Cela fait plusieurs siècles que nous vivons en paix, mais comme me le rappelle ma mère ce n'est pas une raison pour devenir faible. Nous avons un rôle important dans la diplomatie entre les peuples afin de maintenir de bons rapports entre tous, et nous devons également rester vigilants aux complots, aux clans qui pourraient se créer au sein même de notre territoire pour nous renverser. Je souris en me remémorant tout cela, il faut dire que même à moi elle a bien caché son jeu. Je continu à agiter mon épée dans le vide jusqu'à ne plus avoir de souffle, je me laisse alors tomber dans l'herbe humide et sent la rosée tremper mes vêtements. Si je ne veux pas prendre froid je ne dois pas rester comme ça trop longtemps. Je regarde mon reflet dans la lame de mon épée, mon visage rouge et mes cheveux ébouriffés déformés par le métal. Mère n'apprécierait pas un manque de grâce et de noblesse pareil, mais elle n'est pas là, je peux bien avoir une petite pause pour une fois, non ?

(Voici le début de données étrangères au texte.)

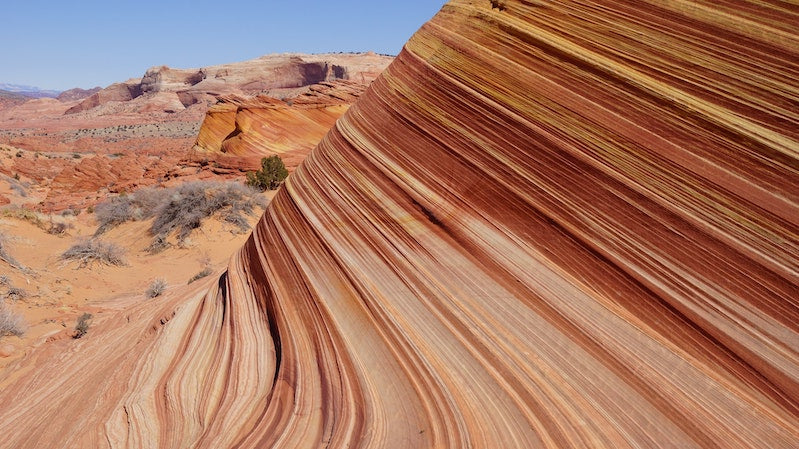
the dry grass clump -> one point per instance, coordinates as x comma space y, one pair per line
205, 272
88, 251
82, 325
156, 288
179, 210
20, 213
4, 255
11, 323
16, 293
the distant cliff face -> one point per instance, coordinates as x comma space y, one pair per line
546, 225
267, 74
238, 131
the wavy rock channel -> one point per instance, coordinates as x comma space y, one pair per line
547, 224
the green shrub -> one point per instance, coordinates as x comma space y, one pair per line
272, 173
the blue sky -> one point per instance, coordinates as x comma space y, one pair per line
63, 44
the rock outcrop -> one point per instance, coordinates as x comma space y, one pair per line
77, 94
270, 74
547, 224
118, 92
238, 131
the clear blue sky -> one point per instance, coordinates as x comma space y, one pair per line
63, 44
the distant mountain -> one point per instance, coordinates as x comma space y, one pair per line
29, 91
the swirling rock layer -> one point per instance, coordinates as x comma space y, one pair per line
548, 224
238, 131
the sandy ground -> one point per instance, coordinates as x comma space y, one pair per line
58, 291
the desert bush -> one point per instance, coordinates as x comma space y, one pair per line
82, 325
11, 323
205, 272
92, 250
179, 209
16, 293
139, 205
156, 288
4, 255
272, 173
191, 203
23, 214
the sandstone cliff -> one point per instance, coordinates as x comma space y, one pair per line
268, 74
547, 224
238, 131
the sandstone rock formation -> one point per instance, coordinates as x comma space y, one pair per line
268, 74
77, 94
548, 224
238, 131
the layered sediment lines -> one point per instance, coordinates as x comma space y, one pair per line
238, 131
547, 224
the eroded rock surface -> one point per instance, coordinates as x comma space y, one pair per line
548, 224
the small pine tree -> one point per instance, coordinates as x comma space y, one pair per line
272, 173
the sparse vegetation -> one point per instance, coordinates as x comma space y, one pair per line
272, 173
11, 323
82, 326
205, 272
4, 256
156, 288
87, 251
58, 228
179, 209
20, 213
16, 293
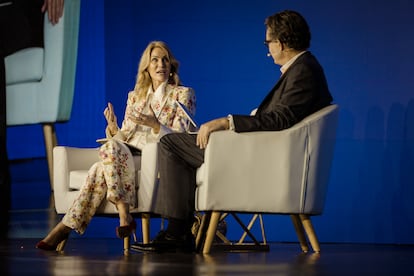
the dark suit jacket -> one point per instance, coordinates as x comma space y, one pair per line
300, 91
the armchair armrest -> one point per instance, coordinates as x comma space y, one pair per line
65, 160
276, 171
234, 163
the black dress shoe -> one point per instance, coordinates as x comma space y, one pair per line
165, 242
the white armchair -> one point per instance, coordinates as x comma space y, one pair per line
40, 82
71, 167
275, 172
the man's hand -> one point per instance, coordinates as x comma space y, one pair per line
54, 10
209, 127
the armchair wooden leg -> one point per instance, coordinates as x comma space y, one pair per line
201, 233
300, 232
307, 225
49, 134
126, 246
145, 220
211, 231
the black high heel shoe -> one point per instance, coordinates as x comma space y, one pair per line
59, 246
124, 232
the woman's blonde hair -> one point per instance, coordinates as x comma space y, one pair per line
143, 77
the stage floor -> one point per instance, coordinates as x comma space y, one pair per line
99, 252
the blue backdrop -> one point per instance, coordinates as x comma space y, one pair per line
364, 47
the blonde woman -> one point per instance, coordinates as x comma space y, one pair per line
152, 111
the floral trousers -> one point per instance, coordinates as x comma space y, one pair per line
111, 178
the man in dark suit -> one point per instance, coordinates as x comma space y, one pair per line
301, 90
21, 26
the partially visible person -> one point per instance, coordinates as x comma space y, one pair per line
151, 112
21, 26
300, 91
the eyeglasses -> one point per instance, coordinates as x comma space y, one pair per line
267, 42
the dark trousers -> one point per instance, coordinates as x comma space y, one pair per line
179, 158
21, 26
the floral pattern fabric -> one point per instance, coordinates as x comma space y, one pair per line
113, 177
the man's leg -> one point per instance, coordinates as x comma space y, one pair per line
179, 158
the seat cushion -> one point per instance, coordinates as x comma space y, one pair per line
24, 66
77, 179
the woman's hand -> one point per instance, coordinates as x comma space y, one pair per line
111, 119
209, 127
149, 120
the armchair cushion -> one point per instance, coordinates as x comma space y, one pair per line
24, 66
272, 172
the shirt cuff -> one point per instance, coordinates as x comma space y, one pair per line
231, 122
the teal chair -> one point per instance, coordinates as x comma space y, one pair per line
40, 82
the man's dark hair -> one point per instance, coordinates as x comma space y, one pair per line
290, 28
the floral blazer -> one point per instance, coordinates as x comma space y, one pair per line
171, 117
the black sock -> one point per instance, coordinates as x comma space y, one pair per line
179, 227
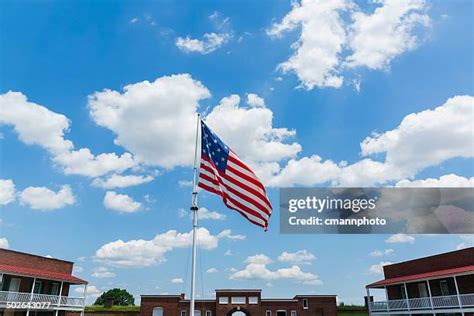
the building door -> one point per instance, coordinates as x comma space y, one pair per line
423, 290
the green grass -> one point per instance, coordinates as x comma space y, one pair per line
115, 308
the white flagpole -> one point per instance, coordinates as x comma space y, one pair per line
194, 209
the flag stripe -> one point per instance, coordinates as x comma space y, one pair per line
239, 184
211, 188
242, 204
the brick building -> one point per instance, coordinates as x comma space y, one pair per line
37, 286
239, 303
435, 285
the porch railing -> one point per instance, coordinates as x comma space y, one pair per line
420, 303
56, 301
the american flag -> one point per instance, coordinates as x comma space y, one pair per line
223, 173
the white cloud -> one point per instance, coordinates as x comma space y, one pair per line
446, 181
177, 281
444, 133
42, 198
209, 43
37, 125
7, 191
103, 272
400, 238
249, 131
156, 121
120, 181
4, 243
467, 241
256, 269
227, 233
321, 41
254, 100
300, 256
204, 214
375, 39
381, 253
328, 44
378, 268
121, 202
143, 253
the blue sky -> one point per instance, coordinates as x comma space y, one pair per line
355, 75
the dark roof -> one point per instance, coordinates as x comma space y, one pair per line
42, 274
422, 276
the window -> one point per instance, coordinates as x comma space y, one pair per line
238, 300
403, 291
37, 288
443, 284
253, 300
157, 311
223, 300
55, 289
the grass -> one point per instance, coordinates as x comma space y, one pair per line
115, 308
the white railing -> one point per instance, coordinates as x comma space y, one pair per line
54, 300
419, 303
445, 301
435, 302
467, 300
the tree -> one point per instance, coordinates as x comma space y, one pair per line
120, 296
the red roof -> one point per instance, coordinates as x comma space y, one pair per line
422, 276
42, 274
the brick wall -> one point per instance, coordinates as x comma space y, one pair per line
34, 262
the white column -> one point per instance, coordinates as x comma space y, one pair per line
406, 295
31, 296
429, 292
59, 298
84, 300
368, 301
386, 298
457, 291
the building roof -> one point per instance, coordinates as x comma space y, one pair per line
42, 274
422, 276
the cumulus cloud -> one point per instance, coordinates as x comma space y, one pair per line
375, 39
400, 238
4, 243
300, 256
7, 191
177, 281
103, 272
378, 268
121, 181
209, 43
328, 44
37, 125
316, 57
143, 253
256, 269
121, 202
42, 198
381, 253
444, 132
446, 181
153, 120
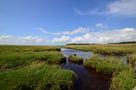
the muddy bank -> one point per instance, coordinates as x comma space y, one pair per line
86, 79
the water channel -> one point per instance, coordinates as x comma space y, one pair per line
86, 79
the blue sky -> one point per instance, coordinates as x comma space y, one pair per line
51, 22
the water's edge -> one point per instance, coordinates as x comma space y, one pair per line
86, 79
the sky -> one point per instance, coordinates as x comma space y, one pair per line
58, 22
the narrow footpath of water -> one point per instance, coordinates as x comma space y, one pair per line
86, 80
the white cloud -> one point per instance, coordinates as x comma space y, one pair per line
101, 26
117, 35
62, 39
122, 7
117, 7
75, 31
27, 40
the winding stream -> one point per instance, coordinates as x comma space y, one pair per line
86, 80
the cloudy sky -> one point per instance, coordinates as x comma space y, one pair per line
57, 22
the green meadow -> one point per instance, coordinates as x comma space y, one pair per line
106, 61
34, 68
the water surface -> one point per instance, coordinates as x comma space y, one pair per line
86, 80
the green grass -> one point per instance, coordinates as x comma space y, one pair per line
37, 76
75, 59
106, 66
106, 49
15, 48
132, 60
15, 59
125, 80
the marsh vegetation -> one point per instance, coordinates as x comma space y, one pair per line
46, 68
123, 76
33, 68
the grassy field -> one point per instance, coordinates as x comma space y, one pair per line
123, 76
75, 59
33, 68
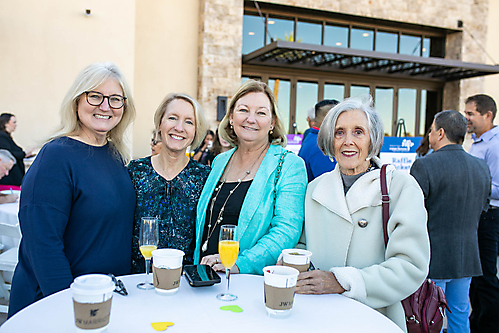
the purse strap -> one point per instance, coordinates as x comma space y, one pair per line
385, 202
278, 174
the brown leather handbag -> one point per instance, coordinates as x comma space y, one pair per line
424, 310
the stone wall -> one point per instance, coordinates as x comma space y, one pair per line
221, 38
220, 44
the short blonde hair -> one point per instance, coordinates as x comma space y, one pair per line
88, 79
201, 124
278, 136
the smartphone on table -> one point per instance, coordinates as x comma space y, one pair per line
201, 275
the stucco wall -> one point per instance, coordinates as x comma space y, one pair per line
44, 44
166, 60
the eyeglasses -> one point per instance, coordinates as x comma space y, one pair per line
95, 98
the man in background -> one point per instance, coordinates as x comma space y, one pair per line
7, 161
480, 111
456, 188
315, 161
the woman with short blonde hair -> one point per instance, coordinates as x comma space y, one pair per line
168, 185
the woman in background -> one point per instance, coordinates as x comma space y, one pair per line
76, 208
168, 185
204, 154
8, 124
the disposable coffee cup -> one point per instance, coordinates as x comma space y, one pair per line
279, 289
167, 269
296, 258
92, 297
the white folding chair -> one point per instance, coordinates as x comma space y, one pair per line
8, 259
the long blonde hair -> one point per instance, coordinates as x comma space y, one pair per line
88, 79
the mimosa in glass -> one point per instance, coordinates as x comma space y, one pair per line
228, 249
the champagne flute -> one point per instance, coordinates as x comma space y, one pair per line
148, 241
228, 249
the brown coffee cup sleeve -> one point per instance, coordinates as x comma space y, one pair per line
279, 298
301, 268
165, 278
92, 315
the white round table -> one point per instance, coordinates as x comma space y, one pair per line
198, 310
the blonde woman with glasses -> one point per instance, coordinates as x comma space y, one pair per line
77, 201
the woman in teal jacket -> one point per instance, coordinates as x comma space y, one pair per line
258, 186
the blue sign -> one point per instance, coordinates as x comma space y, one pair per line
393, 144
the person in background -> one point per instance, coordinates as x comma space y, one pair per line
155, 144
7, 161
480, 111
257, 185
204, 154
168, 185
77, 200
220, 145
316, 162
8, 124
310, 121
343, 218
456, 188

Je me remémore nos combats à l'épée. Je les adorais, c'était un des rares moments où je me sentais réellement proche d'elle. Et puis il y avait cette excitation d'un jour la battre, de lui montrer que je peux être meilleure qu'elle. Le jour ou j'ai réussi à la désarmer je devais avoir treize ans. Elle ne m'avait jamais laissé gagner pendant les sept ans qui avaient précédé ce combat alors je savais que j'avais vraiment réussi. Elle ne m'a pas félicité, elle a juste hoché la tête et annoncé que nous allions passer à un nouveau type d'entrainement. À partir de ce jour je me suis battue contre les illusions qu'elle créait. Comme elle est très douée en illusionnisme il était facile de croire que j'affrontais de vrais adversaires. Et cette fois il était possible d'infliger des blessures. Les illusions ne se gênaient d'ailleurs pas pour le faire. La blessure était elle aussi une illusion, mais ça ne m'empêchait pas de trouver la douleur plus vraie que nature. Il y avait aussi les leçons d'illusions. Plus jeunes je ressentais un mélange d'angoisse et d'excitation avant chaque cours, j'y avais droit une heure par jour en rentrant de l'école. Je ne crois même pas que mon père soit au courant pour ça, ma mère nous installait toujours dans un coin à l'abri des regards et des oreilles indiscrètes. Maintenant je crois que j'en connais presque autant qu'elle dans ce domaine, mais il est toujours bon de s'entraîner à deux, ainsi on peut avoir un avis extérieur, ce qui est vraiment nécessaire pour un don qui se base sur la perception. Les premiers jours après la perte de mon don, ma mère a essayé milles méthodes pour le faire ressortir. Elle pensait que je n'y mettais pas assez de volonté alors elle me poussait dans mes retranchements pour essayer de m'obliger à m'en servir. Mais il n'y avait rien à faire, la seule chose en ma capacité c'était hurler de douleur. Je sais qu'elle voulait seulement m'aider, mais au fond de moi je crois que ce n'était pas une chose à faire, je souffrais déjà assez comme ça à ce moment-là.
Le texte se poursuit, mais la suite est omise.